Porém há quem afirme que isso vai deixar de ser assim e o tempo de os autarcas deixarem uma grande obra como seus mausoléus está a acabar. De facto os recursos (do betão) vão ser progressivamente menores e os autarcas vão precisar de diferenciar por outros meios onde a abertura à participação pode ser um deles. Dar a voz ao povo pode ser até em alguns casos ser uma forma de se ficar mais aliviado. Por exemplo Macário Correia fez um referendo local para se decidir sobre a demolição de um depósito de água com fontanário e requalificação do espaço, em Tavira.



ORÇAMENTO PARTICIPATIVO

O pioneirismo desta experiência foi feito na prefeitura de Porto Alegre no Brasil e o resultado foi de tal forma inovador que se tornou objecto de vários estudos sociológicos, serviu de base a muitos trabalhos académicos e Porto Alegre tornou-se até de local de visita de gestores públicos, professores universitários e sociólogos sobretudo dos países nórdicos, para apreciar as obras saídas da decisão popular.

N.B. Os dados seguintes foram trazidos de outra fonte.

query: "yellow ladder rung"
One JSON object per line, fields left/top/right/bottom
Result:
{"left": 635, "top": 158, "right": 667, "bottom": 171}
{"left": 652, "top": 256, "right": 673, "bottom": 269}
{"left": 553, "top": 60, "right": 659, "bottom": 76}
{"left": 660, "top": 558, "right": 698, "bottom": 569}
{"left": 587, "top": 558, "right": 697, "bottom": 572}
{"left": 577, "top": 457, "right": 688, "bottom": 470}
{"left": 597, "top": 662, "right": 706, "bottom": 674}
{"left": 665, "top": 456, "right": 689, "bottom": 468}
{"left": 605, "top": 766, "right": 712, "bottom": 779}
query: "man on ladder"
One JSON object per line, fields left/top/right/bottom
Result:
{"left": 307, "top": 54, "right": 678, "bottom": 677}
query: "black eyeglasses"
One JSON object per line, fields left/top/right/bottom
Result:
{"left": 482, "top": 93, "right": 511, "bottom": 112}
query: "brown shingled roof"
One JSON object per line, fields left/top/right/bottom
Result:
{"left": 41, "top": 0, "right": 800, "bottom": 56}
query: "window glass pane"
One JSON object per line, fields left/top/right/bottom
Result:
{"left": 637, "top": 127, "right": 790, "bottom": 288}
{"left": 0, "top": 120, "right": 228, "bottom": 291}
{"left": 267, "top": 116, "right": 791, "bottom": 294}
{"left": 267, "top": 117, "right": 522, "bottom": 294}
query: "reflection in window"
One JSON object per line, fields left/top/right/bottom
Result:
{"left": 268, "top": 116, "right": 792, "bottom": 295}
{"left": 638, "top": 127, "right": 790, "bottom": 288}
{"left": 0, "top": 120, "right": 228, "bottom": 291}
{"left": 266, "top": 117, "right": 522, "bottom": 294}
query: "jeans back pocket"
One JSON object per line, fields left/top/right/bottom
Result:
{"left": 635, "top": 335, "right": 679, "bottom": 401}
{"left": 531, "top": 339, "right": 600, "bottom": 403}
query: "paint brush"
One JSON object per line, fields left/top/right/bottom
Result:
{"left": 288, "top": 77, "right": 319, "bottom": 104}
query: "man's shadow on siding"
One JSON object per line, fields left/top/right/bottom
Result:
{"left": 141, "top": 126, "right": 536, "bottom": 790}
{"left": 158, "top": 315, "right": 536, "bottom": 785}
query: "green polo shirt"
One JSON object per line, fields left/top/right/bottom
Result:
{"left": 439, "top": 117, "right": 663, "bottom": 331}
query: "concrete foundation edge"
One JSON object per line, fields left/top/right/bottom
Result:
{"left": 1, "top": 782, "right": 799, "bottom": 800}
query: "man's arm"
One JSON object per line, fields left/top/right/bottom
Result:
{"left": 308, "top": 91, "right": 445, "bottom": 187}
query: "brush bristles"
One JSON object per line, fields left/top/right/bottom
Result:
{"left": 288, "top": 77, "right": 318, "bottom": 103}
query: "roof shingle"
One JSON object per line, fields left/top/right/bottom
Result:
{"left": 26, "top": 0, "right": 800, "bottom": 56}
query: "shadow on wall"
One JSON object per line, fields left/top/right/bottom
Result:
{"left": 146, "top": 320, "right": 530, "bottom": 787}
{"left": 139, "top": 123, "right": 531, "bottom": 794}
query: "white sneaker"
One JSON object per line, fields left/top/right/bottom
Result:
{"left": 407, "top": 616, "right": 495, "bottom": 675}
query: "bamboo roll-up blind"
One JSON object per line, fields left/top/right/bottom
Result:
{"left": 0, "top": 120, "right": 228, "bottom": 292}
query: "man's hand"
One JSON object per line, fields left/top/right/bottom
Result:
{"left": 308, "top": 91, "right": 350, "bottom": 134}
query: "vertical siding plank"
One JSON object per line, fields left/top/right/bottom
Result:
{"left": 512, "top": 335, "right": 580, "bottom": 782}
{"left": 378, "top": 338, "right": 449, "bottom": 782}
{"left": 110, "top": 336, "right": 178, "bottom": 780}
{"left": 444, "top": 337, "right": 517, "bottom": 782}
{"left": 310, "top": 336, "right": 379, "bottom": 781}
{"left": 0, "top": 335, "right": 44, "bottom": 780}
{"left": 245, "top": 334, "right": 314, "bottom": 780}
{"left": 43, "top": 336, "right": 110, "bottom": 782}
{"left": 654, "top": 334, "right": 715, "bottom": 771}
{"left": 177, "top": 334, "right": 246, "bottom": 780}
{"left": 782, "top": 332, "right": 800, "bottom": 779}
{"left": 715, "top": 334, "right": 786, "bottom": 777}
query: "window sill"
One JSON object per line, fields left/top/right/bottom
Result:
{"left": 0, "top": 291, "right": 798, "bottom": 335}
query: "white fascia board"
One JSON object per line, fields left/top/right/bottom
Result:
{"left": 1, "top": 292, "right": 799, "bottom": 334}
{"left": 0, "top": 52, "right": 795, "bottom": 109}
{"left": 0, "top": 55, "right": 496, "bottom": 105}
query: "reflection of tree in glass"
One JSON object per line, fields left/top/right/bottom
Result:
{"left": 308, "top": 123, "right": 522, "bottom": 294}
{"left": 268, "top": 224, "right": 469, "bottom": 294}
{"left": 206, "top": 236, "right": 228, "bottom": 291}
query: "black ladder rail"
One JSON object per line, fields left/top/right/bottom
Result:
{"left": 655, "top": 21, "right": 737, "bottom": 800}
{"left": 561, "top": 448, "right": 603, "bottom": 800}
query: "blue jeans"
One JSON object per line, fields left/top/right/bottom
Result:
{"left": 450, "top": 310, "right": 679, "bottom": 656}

Em Portugal o concelho que inicialmente mais se destacou terá sido por ventura o de Palmela, mas depois muitos outros sobretudo se lhe seguiram, já vi vários exemplos sobre esta experiência alguns até bastante caricatos.

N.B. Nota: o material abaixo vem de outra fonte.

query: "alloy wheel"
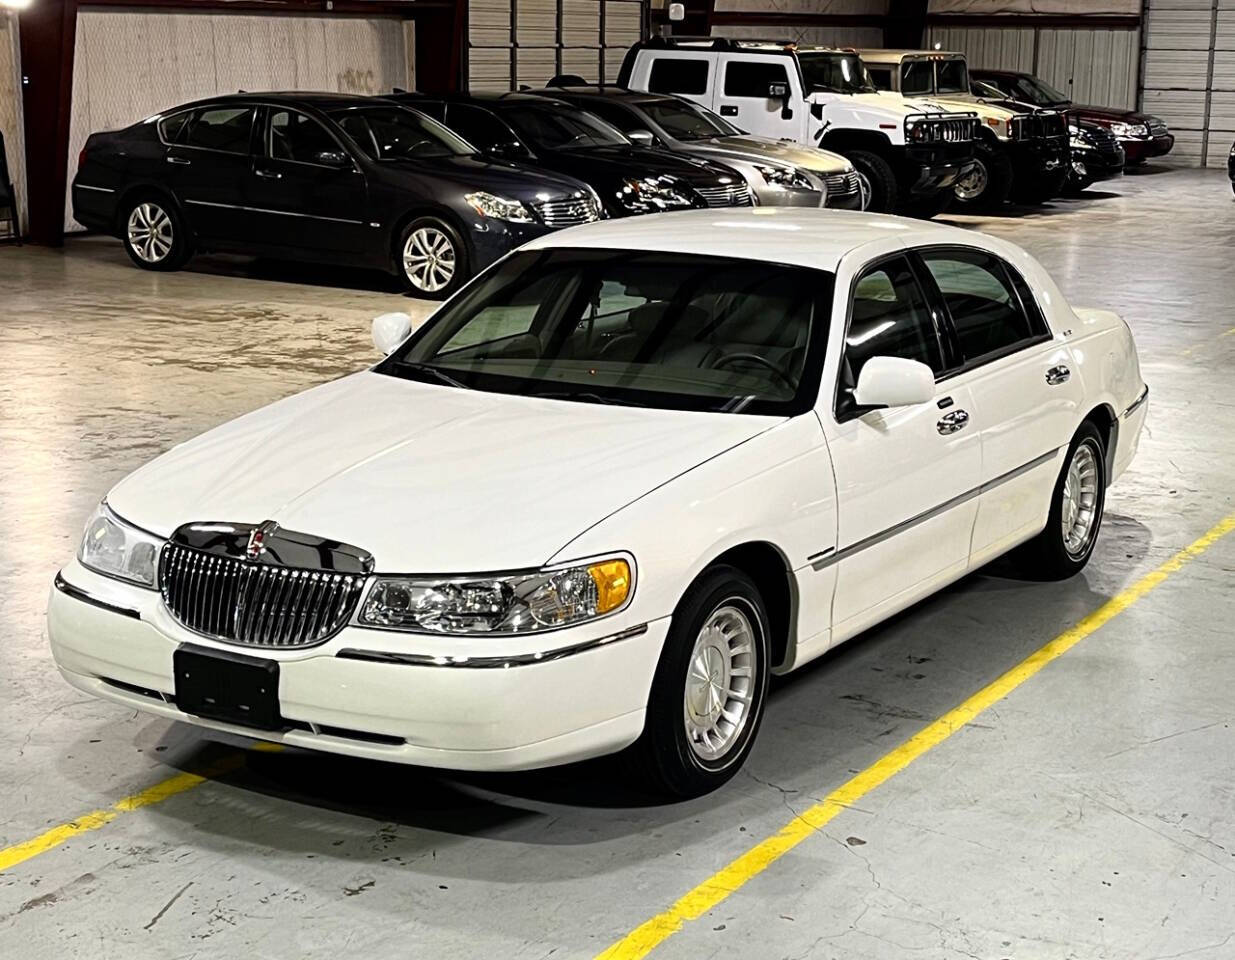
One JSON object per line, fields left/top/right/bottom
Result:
{"left": 403, "top": 227, "right": 456, "bottom": 294}
{"left": 1061, "top": 442, "right": 1100, "bottom": 557}
{"left": 683, "top": 601, "right": 757, "bottom": 763}
{"left": 127, "top": 203, "right": 174, "bottom": 264}
{"left": 955, "top": 158, "right": 990, "bottom": 202}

Grosso modo o conceito de “orçamento participativo” obedece a uma auscultação da população a quando de elaboração do Orçamento Municipal, sobre a aplicação de uma determinada verba do orçamento decidida pelos munícipes. Ora muitas vezes essa verba anda em menos de 0,5%, do orçamento geral do município. Há vários modelos, mas o mais frequente é a criação de grupos de cidadãos que vão definindo o que deve ser feito com essa verba (por vezes escassos de 50 mil ou cem mil euros). Regra geral essa verba dá apenas para alguns abrigos passageiros em cada freguesia, algumas passadeiras, ou mais alguns contentores de lixo.

Às vezes, (e em Sesimbra já aconteceu) apesar da muita discussão sobre a prioridade para essas pequenas bem feitorias, a verba não chega a ser aplicada na totalidade, nesse ano.

Das reuniões e debates a população aponta normalmente um conjunto de carências, mas das quais a autarquia se defende dizendo que não são suas atribuições, ex: Serviços de Saúde, Escolas secundárias, Lojas do Cidadão, etc. Convertendo-se no entanto em bandeira para reivindicação ao Poder Central,

Ficam algumas dúvidas:

-Se em vez de se auscultar a população sobre o destino a dar a 0,5% do Orçamento. Orçamento Participativo não devia pressupor auscultar a população sobre o destino a dar a todo o orçamento?

-Por outro lado se para decidir sobre a prioridade de algumas passadeiras e abrigos de passageiros, a divisão de transito da autarquia, não tem meios técnicos mais avaliados para o fazer?

Claro que estas questões orçamentais são sempre complexas e os cidadãos não sabem qual a fatia do orça-mento que é gasta pela máquina administrativa, não são chamados a discutir a sua eficácia, bem como des-conhecem a percentagem que vai ser destinada à educação, ao desporto, à cultura, ao apoio social e às obras.

DEMOCRACIA E INTER-ACÇÃO

Uma intervenção de um sociólogo a que tive acesso recentemente referia que o poder local teve vários estados: A pré-história que foi o período a seguir ao 25 de Abril e que era o abastecimento de água, a cria-ção do saneamento e a construção de estradas; Depois a História que foi a construção de escolas, creches, espaços desportivos e culturais; e a Hera Moderna que vivemos agora e passa pela preocupação com questões ambientais e de estética -Jardins, espaços de lazer, requalificação urbana etc.

Eu acrescentaria que devíamos prosseguir a nossa Hera Moderna da comunicação e da inter-acção voltando ao inicio, no espírito da Constituição de 1976, que é aproximar o Estado dos cidadãos através do poder local, chamar as pessoas a participar através dos mecanismos já existentes e de outros que os autarcas podem criar como fonte inesgotável.